Im schlimmsten Fall besteht das Gesprochene nur noch aus einzelnen Silben oder Worten. Es können „falsche“ oder „neu erfundene“ Worte verwendet werden. Das Sprechen kann so stark gestört sein, dass eine Unterhaltung unmöglich ist. Betroffene erleben Sprach- und Sprechstörungen oft als sehr belastend und reagieren seelisch und psychisch darauf, z.B. mit Trauer, Verzweiflung, Mutlosigkeit oder Aggressivität. Besonders belastend ist es, wenn die Betroffenen ihre eigenen Defizite selbst wahrnehmen, aber die Fehler nicht vermeiden können.

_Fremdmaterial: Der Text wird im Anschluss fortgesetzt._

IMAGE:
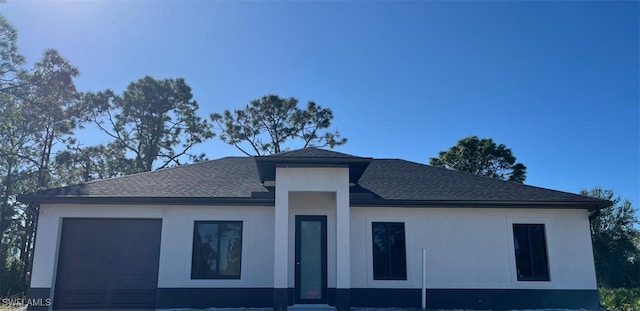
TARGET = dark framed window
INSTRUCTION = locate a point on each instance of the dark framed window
(389, 251)
(530, 245)
(217, 250)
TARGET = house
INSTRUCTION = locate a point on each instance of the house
(312, 226)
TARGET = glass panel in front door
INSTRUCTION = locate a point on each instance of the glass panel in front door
(311, 260)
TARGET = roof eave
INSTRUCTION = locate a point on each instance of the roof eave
(590, 205)
(270, 201)
(250, 201)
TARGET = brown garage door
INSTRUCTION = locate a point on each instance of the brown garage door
(108, 263)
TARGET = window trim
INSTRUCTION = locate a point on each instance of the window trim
(406, 266)
(217, 276)
(549, 238)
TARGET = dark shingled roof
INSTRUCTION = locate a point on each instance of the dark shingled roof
(385, 181)
(312, 152)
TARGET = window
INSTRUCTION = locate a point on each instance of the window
(530, 246)
(389, 251)
(217, 250)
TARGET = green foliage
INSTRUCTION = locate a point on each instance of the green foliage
(482, 157)
(267, 124)
(621, 299)
(155, 120)
(77, 165)
(615, 242)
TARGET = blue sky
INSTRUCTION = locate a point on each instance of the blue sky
(557, 82)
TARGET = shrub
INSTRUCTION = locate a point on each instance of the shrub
(620, 299)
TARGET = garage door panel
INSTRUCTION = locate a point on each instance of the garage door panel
(108, 263)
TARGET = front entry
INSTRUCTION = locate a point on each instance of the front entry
(311, 260)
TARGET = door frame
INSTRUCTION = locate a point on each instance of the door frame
(323, 224)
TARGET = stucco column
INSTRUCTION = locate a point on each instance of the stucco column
(281, 249)
(343, 246)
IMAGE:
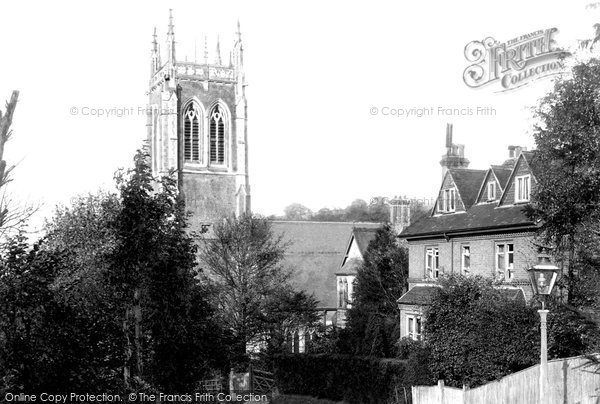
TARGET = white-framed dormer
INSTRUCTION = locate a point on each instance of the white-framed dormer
(491, 191)
(432, 262)
(465, 259)
(522, 188)
(448, 201)
(414, 326)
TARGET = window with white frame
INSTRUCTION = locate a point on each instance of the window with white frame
(491, 191)
(448, 200)
(466, 259)
(432, 262)
(505, 259)
(522, 188)
(413, 326)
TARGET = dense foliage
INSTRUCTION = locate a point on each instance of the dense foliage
(109, 299)
(566, 198)
(353, 379)
(251, 287)
(477, 334)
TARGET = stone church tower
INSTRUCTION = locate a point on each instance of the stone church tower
(197, 126)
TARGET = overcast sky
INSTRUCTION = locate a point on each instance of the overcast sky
(315, 69)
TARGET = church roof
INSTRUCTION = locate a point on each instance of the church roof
(364, 236)
(315, 253)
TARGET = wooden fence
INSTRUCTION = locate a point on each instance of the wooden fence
(570, 381)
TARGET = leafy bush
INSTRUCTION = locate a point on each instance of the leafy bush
(340, 377)
(476, 334)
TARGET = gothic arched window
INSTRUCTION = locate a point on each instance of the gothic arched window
(217, 135)
(340, 294)
(345, 293)
(191, 133)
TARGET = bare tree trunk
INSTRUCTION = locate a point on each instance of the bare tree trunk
(128, 350)
(5, 132)
(137, 315)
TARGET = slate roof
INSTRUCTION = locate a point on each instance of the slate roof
(478, 217)
(421, 295)
(503, 174)
(364, 236)
(350, 267)
(315, 253)
(418, 295)
(468, 183)
(486, 217)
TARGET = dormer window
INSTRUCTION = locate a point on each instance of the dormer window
(491, 191)
(522, 188)
(448, 202)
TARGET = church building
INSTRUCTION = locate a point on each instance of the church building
(197, 127)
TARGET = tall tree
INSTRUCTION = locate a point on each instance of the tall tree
(167, 324)
(12, 215)
(567, 197)
(243, 263)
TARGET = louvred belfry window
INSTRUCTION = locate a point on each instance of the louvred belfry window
(191, 133)
(217, 136)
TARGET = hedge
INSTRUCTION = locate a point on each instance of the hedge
(353, 379)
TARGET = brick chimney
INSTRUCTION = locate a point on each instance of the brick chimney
(515, 151)
(455, 153)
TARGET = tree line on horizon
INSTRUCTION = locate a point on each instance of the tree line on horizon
(375, 211)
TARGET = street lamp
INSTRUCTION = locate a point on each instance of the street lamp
(543, 277)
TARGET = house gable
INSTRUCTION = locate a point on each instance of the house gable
(483, 195)
(449, 199)
(358, 243)
(523, 170)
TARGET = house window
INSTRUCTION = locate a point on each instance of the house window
(522, 188)
(217, 136)
(296, 346)
(505, 258)
(432, 262)
(191, 133)
(491, 191)
(413, 326)
(448, 203)
(466, 259)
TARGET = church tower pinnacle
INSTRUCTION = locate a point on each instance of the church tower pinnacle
(197, 126)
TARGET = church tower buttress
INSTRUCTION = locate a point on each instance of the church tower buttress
(197, 126)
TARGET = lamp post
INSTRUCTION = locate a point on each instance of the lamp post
(543, 278)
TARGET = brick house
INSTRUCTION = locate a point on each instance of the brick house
(324, 257)
(477, 227)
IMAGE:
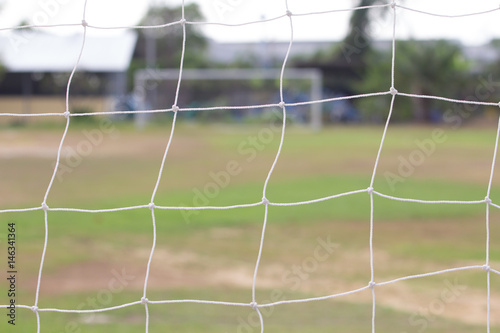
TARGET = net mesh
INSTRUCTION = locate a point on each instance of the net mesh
(372, 285)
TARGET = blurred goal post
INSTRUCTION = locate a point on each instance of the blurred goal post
(315, 77)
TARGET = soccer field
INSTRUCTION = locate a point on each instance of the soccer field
(98, 260)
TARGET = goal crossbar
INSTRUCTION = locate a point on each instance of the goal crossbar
(313, 75)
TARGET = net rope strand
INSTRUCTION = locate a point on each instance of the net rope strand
(265, 201)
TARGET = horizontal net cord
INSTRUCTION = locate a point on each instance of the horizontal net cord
(144, 301)
(262, 305)
(460, 101)
(248, 107)
(165, 25)
(461, 202)
(247, 205)
(448, 16)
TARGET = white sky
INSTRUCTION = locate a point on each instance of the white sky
(471, 30)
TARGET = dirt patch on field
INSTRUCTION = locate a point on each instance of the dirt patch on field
(172, 269)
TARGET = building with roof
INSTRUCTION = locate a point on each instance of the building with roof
(37, 66)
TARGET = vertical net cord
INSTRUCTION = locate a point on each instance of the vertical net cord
(175, 108)
(488, 203)
(370, 189)
(264, 191)
(56, 167)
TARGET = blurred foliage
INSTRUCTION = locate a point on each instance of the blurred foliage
(422, 67)
(168, 40)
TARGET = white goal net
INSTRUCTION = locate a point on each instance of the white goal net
(260, 310)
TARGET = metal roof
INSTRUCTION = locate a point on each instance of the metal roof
(33, 51)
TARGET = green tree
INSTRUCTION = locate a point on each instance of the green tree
(422, 67)
(166, 42)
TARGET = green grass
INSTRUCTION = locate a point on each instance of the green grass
(409, 238)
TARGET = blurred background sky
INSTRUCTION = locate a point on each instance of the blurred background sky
(474, 30)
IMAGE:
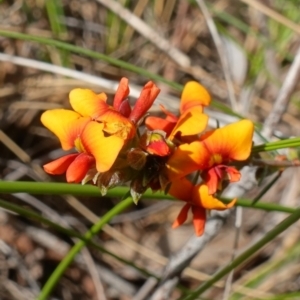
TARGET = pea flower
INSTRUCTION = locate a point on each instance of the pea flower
(192, 120)
(212, 152)
(87, 137)
(198, 200)
(119, 119)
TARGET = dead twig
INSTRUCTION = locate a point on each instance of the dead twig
(283, 98)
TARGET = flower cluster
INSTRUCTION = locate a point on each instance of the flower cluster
(111, 148)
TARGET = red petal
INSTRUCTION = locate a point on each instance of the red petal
(181, 189)
(156, 123)
(144, 102)
(182, 216)
(234, 174)
(60, 165)
(79, 167)
(159, 148)
(125, 108)
(211, 180)
(199, 218)
(121, 93)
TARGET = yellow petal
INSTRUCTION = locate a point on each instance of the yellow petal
(186, 159)
(231, 142)
(87, 103)
(191, 122)
(65, 124)
(104, 149)
(181, 189)
(193, 94)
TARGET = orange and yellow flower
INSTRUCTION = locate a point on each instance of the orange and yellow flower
(110, 149)
(197, 199)
(192, 120)
(119, 119)
(87, 137)
(212, 152)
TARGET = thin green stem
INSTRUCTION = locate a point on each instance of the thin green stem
(245, 255)
(69, 232)
(116, 62)
(54, 188)
(293, 142)
(59, 271)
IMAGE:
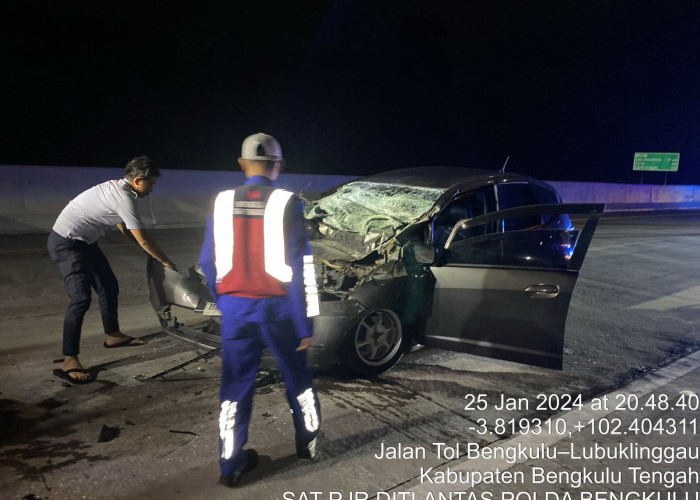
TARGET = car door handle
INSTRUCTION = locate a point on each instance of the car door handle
(542, 291)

Bei einigen Patienten treten zusätzlich zur Aphasie weitere spezielle Sprechstörungen auf, wie Sprechapraxie, Dysarthrie oder Dysarthrophonie. Schluckstörungen (Dysphagie) und Heiserkeiten (Dysphonie) können ebenfalls auftreten.

Diagnostik der Aphasie

Eine umfassende Diagnostik ist entscheidend, um die Ursache und den Schweregrad der Aphasie zu bestimmen und eine geeignete Therapie einzuleiten. Die Diagnostik umfasst in der Regel:

  • Neurologische Untersuchung: zur Beurteilung der neurologischen Funktionen und zum Ausschluss anderer Erkrankungen.
  • Radiologische Untersuchung: zur Klärung der Lokalisation der Sprech- und Sprachstörung im Gehirn und zur Identifizierung möglicher Ursachen, wie Schlaganfälle oder Tumoren.
  • Sprech- und Sprachuntersuchung: zur detaillierten Prüfung der kommunikativen Defizite.
  • Audiogramm: zum Ausschluss einer Schwerhörigkeit, die den erneuten Spracherwerb behindern könnte.
  • Sehtest: zum Ausschluss von Sehproblemen oder Gesichtsfeldausfällen, die häufig bei Aphasien nach Schlaganfällen auftreten.
  • Spiegeluntersuchung mit Endoskopie: zur Beurteilung der Muskeln im Mund, Rachen und Kehlkopf bei Schluckstörungen oder Heiserkeit.

Therapie der Aphasie

Die Therapie der Aphasie sollte möglichst rasch nach Beginn der Erkrankung begonnen werden, da die Fähigkeit des Gehirns, sich zu regenerieren, in den ersten Wochen besonders gut ist. Eine Sprech- und Sprachtherapie ist immer eine aktive Therapie, die Mitarbeit und Motivation erfordert. Angehörige werden oft in die Therapie mit einbezogen, um über die Störungen aufgeklärt zu werden und zu lernen, wie sie den Betroffenen beim Sprechen helfen können. Die Übungen umfassen nicht nur das Sprachverstehen und das Sprechen, sondern auch Lesen und Schreiben.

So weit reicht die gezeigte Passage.